This study provided evidence that homology-mediated GCRs occur through Rad52-dependent SSA. Loss of Rad51 increased isochromosome formation and chromosomal truncation. Loss of Rad52 eliminated ~90% of isochromosomes but did not affect truncation in rad51∆ cells, showing that Rad52 is specifically required for the majority of homology-mediated GCRs. To understand how Rad52 promotes GCRs, we created the rad52-R45K mutation that impaired the in vitro SSA activity of Rad52 protein. A recent study also showed that the R45 residue is important for the in vivo SSA between direct repeats58. Like rad52 deletion, rad52-R45K specifically reduced isochromosomes in rad51∆ cells, showing that Rad52 promotes homology-mediated GCRs through SSA. Rad52 also has an ability to promote DNA strand exchange in vitro, although not very strong59,60. The strand exchange can be another manifestation of the SSA activity, as the same arginine residue (R45 in fission yeast) is important for the strand exchange41,61,62. Rad52-dependent GCRs may occur not only at centromeres but also in other regions of chromosomes. It is unclear why GCR-prone recombination such as Rad52-dependent SSA is present from yeast to humans. It is tempting to speculate that Rad52-dependent GCRs is one of the mechanisms behind chromosomal diversity that appeared during evolution.

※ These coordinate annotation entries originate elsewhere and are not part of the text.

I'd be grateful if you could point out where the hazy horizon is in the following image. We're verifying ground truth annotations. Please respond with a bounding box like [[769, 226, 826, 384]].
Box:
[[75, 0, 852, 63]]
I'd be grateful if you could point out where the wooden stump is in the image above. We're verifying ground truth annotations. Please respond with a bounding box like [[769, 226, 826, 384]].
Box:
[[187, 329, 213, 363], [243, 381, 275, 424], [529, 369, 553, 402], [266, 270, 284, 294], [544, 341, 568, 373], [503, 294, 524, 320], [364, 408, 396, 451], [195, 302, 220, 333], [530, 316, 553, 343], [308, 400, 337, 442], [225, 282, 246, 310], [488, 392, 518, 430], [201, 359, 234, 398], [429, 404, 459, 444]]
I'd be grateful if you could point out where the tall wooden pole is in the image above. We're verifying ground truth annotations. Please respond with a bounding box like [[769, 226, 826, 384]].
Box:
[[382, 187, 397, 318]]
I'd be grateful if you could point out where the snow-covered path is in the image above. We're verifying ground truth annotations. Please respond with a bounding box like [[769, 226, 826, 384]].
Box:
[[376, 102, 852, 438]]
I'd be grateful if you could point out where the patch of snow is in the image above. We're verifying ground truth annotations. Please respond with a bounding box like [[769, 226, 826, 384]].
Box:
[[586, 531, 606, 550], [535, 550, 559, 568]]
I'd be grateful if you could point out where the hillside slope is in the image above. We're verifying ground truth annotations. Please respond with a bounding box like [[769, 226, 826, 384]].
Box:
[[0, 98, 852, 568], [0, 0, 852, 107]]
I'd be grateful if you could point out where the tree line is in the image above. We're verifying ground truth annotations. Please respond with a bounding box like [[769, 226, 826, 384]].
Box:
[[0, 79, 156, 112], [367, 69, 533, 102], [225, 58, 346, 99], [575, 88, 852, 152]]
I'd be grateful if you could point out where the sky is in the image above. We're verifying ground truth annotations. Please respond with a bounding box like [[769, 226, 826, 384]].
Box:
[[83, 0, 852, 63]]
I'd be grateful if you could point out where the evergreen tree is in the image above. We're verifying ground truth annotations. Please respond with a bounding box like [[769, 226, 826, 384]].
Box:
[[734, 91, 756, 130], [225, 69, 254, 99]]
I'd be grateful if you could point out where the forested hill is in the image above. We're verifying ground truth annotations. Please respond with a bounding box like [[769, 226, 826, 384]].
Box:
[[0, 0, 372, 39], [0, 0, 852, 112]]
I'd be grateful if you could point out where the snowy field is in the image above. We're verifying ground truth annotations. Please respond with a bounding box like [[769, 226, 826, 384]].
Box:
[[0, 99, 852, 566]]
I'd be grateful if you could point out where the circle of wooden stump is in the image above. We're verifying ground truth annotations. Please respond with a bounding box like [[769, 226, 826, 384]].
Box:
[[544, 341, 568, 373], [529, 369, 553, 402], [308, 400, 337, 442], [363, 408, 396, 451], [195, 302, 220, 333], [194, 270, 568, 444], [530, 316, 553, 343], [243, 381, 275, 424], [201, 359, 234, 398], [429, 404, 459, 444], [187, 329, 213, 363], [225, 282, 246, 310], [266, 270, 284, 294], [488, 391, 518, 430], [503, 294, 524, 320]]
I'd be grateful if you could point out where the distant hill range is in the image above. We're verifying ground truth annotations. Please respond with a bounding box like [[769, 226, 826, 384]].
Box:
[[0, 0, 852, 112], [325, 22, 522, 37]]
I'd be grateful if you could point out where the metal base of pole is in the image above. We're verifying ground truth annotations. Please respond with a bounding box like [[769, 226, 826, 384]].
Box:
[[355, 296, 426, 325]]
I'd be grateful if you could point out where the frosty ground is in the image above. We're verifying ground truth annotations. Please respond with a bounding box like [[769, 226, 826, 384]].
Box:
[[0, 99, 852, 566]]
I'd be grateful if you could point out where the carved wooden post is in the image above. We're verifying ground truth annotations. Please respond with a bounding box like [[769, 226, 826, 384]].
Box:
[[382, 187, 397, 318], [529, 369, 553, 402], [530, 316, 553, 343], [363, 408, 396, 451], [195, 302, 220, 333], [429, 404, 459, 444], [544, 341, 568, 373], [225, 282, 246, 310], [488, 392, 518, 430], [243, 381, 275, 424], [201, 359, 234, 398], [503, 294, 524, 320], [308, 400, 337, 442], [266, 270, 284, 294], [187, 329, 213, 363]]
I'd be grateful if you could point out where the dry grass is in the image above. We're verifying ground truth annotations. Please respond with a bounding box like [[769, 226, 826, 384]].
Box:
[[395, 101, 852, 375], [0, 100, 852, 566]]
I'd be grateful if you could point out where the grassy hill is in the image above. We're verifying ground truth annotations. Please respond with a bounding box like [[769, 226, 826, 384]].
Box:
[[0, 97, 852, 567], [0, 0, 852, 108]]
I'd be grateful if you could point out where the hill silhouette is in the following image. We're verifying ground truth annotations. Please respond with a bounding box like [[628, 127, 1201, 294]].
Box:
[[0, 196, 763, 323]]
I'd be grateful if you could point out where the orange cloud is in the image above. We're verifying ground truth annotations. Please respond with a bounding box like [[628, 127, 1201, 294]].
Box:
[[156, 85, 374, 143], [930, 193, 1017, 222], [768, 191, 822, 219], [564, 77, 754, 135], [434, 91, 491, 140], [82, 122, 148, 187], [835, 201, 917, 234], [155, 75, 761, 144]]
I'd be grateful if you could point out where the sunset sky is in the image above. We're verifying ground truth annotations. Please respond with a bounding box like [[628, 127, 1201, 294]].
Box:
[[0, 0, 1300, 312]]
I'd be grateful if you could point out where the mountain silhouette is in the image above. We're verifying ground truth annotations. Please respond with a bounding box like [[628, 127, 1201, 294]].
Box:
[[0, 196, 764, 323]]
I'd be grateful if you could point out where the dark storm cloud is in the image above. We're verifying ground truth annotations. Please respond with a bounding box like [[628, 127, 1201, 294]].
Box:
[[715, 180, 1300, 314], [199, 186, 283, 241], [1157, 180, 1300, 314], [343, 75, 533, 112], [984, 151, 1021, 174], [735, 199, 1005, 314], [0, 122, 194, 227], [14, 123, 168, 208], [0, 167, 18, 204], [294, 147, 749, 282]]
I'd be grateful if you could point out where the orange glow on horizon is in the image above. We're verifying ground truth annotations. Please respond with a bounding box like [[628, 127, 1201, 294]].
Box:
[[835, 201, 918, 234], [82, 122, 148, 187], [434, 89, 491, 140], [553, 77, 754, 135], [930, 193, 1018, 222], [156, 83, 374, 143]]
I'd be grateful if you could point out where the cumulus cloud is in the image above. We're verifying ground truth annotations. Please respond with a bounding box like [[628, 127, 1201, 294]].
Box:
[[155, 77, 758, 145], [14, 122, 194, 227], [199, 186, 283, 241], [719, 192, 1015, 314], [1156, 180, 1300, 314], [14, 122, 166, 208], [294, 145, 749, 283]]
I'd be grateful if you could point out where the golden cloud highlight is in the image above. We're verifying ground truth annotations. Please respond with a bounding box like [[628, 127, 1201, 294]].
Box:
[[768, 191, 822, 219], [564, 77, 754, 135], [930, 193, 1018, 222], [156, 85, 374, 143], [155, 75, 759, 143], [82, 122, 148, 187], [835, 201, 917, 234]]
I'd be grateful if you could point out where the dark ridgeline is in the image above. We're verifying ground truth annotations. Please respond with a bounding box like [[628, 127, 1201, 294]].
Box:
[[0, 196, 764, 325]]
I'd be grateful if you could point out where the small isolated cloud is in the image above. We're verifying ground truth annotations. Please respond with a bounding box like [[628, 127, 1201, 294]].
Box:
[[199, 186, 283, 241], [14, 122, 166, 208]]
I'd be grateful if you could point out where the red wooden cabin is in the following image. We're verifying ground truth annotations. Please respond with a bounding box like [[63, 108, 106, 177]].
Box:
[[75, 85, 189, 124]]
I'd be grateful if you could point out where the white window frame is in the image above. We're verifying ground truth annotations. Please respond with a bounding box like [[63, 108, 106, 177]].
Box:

Our current model of how Rad52-dependent SSA promotes GCRs, with the aid of Msh2–Msh3 and Mus81, is shown in Fig. 8a. ssDNA tails are produced at spontaneous DNA damage sites. When there are no ssDNAs in the template, Rad51 catalyses DNA strand exchange with dsDNA (Fig. 8a, left). However, when ssDNA gaps are present in the template, Rad52-dependent SSA can occur between a pair of complementary ssDNAs (Fig. 8a, right). As the minimum length of DNA homology required for Rad52-dependent SSA is only 15 bp63, Rad52 may use short ssDNA gaps produced during DNA replication and form joint molecules containing short stretches of heteroduplexes. It is possible that the Msh2–Msh3 ring-like complex33 encircles the heteroduplex and stabilises the joint molecule. Consistent with this, it has been shown that Msh2–Msh3 is required for SSA between tandem repeats especially when the homology length is limited47. Physical interactions between Msh2–Msh3 and Rad52 have also been reported64. Mus81 forms the Mus81-Eme1 endonuclease, which preferentially cleaves joint molecules as crossovers or half-crossovers27,48. Rad52 enhances the DNA cleavage activity of the Mus81 complex in vitro65,66. Our genetic data shows that Mus81 acts in the Rad52-dependent GCR pathway. Therefore, Mus81 as well as Msh2–Msh3 may recognise joint molecules produced by Rad52-dependent SSA and cleave them as half-crossovers. Half-crossover between inverted repeats on the opposite sides of sister centromeres results in isochromosome formation18,26.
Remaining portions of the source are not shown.